Due documentari, due prime mondiali, due temi molto diversi quanto entrambi groundbreaking. Il primo, Common Ground, parla del nostro pianeta, il secondo, Maestra, di una parte del genere umano, le donne, e nello specifico le donne che hanno la sfrenata ambizione di fare uno dei mestieri più maschili del mondo: direttore d’orchestra.
Sono stati presentati al Tribeca Festival accompagnati da nomi celebri: Maestra, diretto dall’esordiente Maggie Contreras, è stato in parte finanziato e prodotto da David Letterman, che ama la musica e la parità di genere. Common Ground, già premiato con lo Human/Nature Award, è narrato da Laura Dern, Rosario Dawson, Jason Momoa, Donald Glover, Woody Harrelson, e Ian Somerhalder. Non narrato fuori campo, tutti loro compaiono, come si dice, ci mettono la faccia.
Iniziamo da Maestra: così si chiama la competizione creata nel 2019 dalla direttrice d’orchestra francese Claire Gibault che si svolge ogni due anni a Parigi. Il documentario segue 5 concorrenti provenienti da paesi diversi, Francia, Ucraina, Stati Uniti, Grecia e Polonia, ne racconta speranze e paure e sottolinea preconcetti e stereotipi che ne frenano la carriera.
Marin Alsop, la celebre direttrice d’orchestra americana, da bambina sentiva di voler dirigere. Lo ha detto al suo insegnante di violino. Aveva 9 anni. No, le ha risposto lui, non lo puoi fare sei giovane. Lei ha pensato: bene, quando divento grande lo faccio. Ma lui ha aggiunto: non è una professione per donne.

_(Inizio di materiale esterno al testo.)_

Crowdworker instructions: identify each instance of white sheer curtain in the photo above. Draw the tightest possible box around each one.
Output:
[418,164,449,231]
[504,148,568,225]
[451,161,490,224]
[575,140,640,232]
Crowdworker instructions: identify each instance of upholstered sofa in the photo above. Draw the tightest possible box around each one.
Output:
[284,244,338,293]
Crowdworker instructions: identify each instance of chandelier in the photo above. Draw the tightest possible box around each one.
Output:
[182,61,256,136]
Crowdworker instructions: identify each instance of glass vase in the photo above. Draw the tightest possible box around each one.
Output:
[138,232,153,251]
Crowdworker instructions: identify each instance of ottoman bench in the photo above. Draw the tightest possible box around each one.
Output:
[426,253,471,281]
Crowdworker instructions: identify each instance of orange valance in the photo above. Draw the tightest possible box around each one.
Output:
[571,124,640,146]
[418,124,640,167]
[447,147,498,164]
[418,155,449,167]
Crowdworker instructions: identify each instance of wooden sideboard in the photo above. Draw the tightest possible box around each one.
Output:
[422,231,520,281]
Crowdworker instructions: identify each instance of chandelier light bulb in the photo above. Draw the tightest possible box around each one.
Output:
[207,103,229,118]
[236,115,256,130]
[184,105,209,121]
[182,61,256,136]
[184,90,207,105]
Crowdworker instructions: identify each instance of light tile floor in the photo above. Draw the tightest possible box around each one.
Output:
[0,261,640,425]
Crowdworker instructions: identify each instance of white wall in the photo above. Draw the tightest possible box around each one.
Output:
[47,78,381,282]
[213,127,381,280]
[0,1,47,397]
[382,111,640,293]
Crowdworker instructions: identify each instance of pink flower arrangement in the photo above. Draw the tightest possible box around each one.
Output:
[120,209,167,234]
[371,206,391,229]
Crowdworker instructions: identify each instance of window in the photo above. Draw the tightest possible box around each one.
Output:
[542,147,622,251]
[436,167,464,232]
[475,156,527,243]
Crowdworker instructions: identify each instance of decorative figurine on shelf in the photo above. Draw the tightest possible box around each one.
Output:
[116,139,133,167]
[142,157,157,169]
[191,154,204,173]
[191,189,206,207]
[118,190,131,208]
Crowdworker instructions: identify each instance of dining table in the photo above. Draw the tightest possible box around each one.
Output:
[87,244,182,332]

Non è una professione per donne perché? Perché devi avere carisma, forza, potenza, per trascinare con te i musicisti e le donne non ce l’hanno? Le 5 concorrenti dimostrano come tutto ciò sia assolutamente falso. Non c’è bisogno di arrivare agli estremi della narrazione del film Tar per riconoscere che anche il soffitto di cristallo della direzione d’orchestra è frantumabile, anzi frantumato.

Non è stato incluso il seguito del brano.